Now, we’ve seen that for Lincoln, the point was not simply whether slavery did or did not accord with his own views of right and wrong, but that it also violated the rights of individuals, namely, the slaves. The cranberry laws were matters for the former; slavery was an issue of the latter. Krannawitter, however, has a different view. He believes that “liberty must be understood within the framework of morality, that there is no right to do wrong.” But Krannawitter doesn’t explain just what the limits on this principle are. There are people, for instance, who believe that it is wrong to drink coffee, or to travel on the Sabbath, or to allow women to go about without a veil. Krannawitter wouldn’t, I’m sure, say that the state should illegalize these things—but why not? He has given us no limiting principle. For him, anything that is immoral may be illegalized, end of story. Now, suppose someone were to say that blacks ought morally to be reduced to slavery. He believes that blacks are an inferior race and ought to be governed by the majority for moral reasons. Can Krannawitter give us any explanation of why this man’s predilections should not be written into the law?

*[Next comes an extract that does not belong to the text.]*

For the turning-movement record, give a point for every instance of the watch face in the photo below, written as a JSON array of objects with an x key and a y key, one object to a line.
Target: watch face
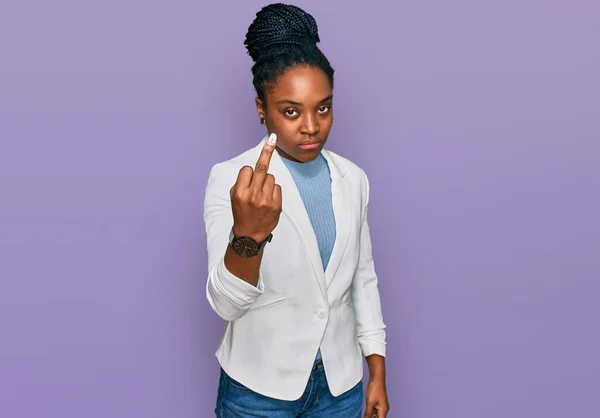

Krannawitter accuses Epstein of belonging on the Douglas side of things, but in fact, it is Krannawitter who stands on that side. Lincoln understood that collective decision making was limited by morality—that is to say, that the government could not interfere in private lives beyond a certain point. That point was, a person’s right to live his own life and make his own decisions; as Lincoln put it, “each man should do precisely as he pleases with all which is exclusively his own.” Krannawitter, however, does not believe that your marriage is your own—he believes that your marriage belongs to him, to be ruled democratically. And that was Douglas’ view: that if “the people” should choose to deprive blacks of their rights, then “the people” may do so. For Krannawitter, homosexuals are substituted for blacks, but the principle is the same: Lincoln and Epstein argue for moral limits on democratic action—these limits go by the name “rights.” Douglas believed that if the populace decides to deprive a minority of their rights, it may do so. Krannawitter, by saying that you have no right to do what he considers immoral, falls into the latter category.

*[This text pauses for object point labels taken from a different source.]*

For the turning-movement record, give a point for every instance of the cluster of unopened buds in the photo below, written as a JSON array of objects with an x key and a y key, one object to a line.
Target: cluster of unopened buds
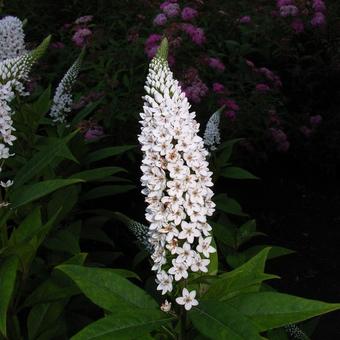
[
  {"x": 176, "y": 180},
  {"x": 300, "y": 10}
]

Now, perhaps Krannawitter will object that Douglas appealed to moral subjectivism by saying that the collective had the right to determine for itself what is right and wrong, but he believes unequivocally that “homosexuality is a moral wrong.” Fair enough—but where is the case for this? He simply ends his letter here, without any explanation of why. Nor does he bother to explain how there can be any liberty if everything that Krannawitter declares a moral wrong is to be illegalized, regardless of the question of violating other people’s rights. Would Krannawitter allow the state to regulate our religious beliefs? Surely nothing is more obviously immoral than to believe in the wrong religion. Therefore, following his logic, there is no right to profess the wrong religion, and therefore there is no reason that the state cannot prohibit you from doing so.
But the fact is that the American founders—like Lincoln and Epstein afterwards—understood that mere immorality is not sufficient grounds for illegalizing something. Instead, something may be illegalized only when it violates someone else’s rights. Indeed, even rightful behavior—such as, converting a person to the True Church, or doing any other sort of favor for a person—can be illegalized if it violates someone else’s rights. As Jefferson explained, “our rulers can have authority over such natural rights only as we have submitted to them. The rights of conscience we never submitted, we could not submit. We are answerable for them to our God. The legitimate powers of government extend to such acts only as are injurious to others. But it does me no injury for my neighbour to say there are twenty gods, or no god. It neither picks my pocket nor breaks my leg.”